Friday, February 22

The "Platinum Rule"

From my Who's Better: Business or IT debate, I received feedback, some strongly opinionated, from people with examples of CIO's as successful sponsors/leaders of BI initiatives. I have several examples myself.

And Frank Buytendijk's rebuttal (kudos on taking the high road, Frank) shares his Platinum Rule ("those with the knowledge and experience, make the rules") and thoughts on organizational maturity. I can appreciate his statement that "the only project approach more disastrous than the IT-driven project, is the business-driven project."

While this debate on the success of IT or business driven projects is healthy, I feel we're missing something. As most leadership books will say, a good, strong leader is important but the people on the team are the ones who make it happen.

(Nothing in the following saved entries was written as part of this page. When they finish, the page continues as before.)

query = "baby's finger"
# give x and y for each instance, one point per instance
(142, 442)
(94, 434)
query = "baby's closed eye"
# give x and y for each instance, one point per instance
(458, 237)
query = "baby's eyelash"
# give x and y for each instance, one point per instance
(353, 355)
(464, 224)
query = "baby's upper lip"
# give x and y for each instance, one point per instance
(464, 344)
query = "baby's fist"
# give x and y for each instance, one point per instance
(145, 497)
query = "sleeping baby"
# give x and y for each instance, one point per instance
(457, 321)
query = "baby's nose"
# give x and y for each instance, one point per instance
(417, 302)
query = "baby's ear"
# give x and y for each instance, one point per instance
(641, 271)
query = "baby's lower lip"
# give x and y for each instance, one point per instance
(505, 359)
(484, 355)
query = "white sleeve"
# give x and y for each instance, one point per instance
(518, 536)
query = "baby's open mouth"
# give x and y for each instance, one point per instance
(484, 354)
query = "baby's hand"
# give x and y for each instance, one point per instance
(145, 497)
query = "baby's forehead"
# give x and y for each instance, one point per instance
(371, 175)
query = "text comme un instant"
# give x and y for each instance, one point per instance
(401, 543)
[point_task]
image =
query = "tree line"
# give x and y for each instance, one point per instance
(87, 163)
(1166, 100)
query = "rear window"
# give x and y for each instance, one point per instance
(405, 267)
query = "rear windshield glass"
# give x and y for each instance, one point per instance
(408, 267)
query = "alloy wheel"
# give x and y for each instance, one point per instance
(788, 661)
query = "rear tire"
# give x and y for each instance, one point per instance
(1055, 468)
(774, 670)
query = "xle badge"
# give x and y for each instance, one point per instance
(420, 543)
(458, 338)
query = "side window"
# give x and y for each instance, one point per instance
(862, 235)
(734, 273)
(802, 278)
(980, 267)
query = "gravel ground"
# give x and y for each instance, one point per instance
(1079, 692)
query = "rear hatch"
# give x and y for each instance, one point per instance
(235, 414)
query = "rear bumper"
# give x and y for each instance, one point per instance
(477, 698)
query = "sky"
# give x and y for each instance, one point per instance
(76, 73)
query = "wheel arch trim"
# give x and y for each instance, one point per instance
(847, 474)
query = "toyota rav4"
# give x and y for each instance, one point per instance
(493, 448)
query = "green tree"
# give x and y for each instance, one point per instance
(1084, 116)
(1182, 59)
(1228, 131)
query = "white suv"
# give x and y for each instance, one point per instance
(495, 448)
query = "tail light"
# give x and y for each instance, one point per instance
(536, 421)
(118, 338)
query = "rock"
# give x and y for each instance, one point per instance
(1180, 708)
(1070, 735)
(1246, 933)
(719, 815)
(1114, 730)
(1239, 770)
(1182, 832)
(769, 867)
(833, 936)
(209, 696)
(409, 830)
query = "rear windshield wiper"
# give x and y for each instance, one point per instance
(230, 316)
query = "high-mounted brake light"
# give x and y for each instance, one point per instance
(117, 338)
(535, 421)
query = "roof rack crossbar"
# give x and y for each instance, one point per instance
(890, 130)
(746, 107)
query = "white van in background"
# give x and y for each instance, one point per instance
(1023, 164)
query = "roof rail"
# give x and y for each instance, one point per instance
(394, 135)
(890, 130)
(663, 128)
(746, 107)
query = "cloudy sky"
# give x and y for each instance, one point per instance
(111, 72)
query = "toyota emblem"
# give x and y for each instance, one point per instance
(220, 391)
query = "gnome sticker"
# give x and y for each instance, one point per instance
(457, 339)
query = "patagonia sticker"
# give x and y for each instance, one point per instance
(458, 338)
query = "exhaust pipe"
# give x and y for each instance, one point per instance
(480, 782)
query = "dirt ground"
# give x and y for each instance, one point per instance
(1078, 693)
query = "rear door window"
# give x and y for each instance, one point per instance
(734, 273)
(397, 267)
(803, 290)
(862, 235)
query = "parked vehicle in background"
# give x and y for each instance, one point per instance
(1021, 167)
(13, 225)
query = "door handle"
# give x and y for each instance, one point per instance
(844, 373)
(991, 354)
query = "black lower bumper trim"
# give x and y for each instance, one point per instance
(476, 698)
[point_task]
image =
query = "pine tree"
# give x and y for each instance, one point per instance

Regardless how well a leader can motivate, the results are capped by the capabilities, skills, and experience of the individuals and the team as a whole.

As Jim Collins (writer of Good to Great) says, "Do you have the right people on the bus (the wrong people off the bus) and the right people in the right seats?"

This is the job of a leader... or at least it should be.

The job of the team, especially when talking about BI, is to reach for that higher rung and be the best at what you do -- architects, developers, business analysts, power users, report writers, quality assurance specialists, testers, project managers, and the list goes on.

While I think good leaders are required (great ones are hard to find), it is up to the individuals on the team to make their BI project a success. Have water-cooler conversations, share ideas, and learn from the best (and each other). Push for a team culture where you can bring your ideas to the group -- uncriticized. Freely research ways to improve your BI system -- remember the goal is information to the masses.

Okay back to the question of "who's better, an IT or business driven project"? After leaders sort out the bus and seat question, who's going to deliver BI success for your organization? I firmly believe it's not just the technically-minded people but all the people who know what is needed for your organization... from those with knowledge of the content required by the management team through to those with experience of core software functionality.

I would say without the emphasis on the team delivering BI for your organization won't reach it's full potential. Then "success" becomes only a thought dreamt up at the beginning of the initiative along with the Project Charter.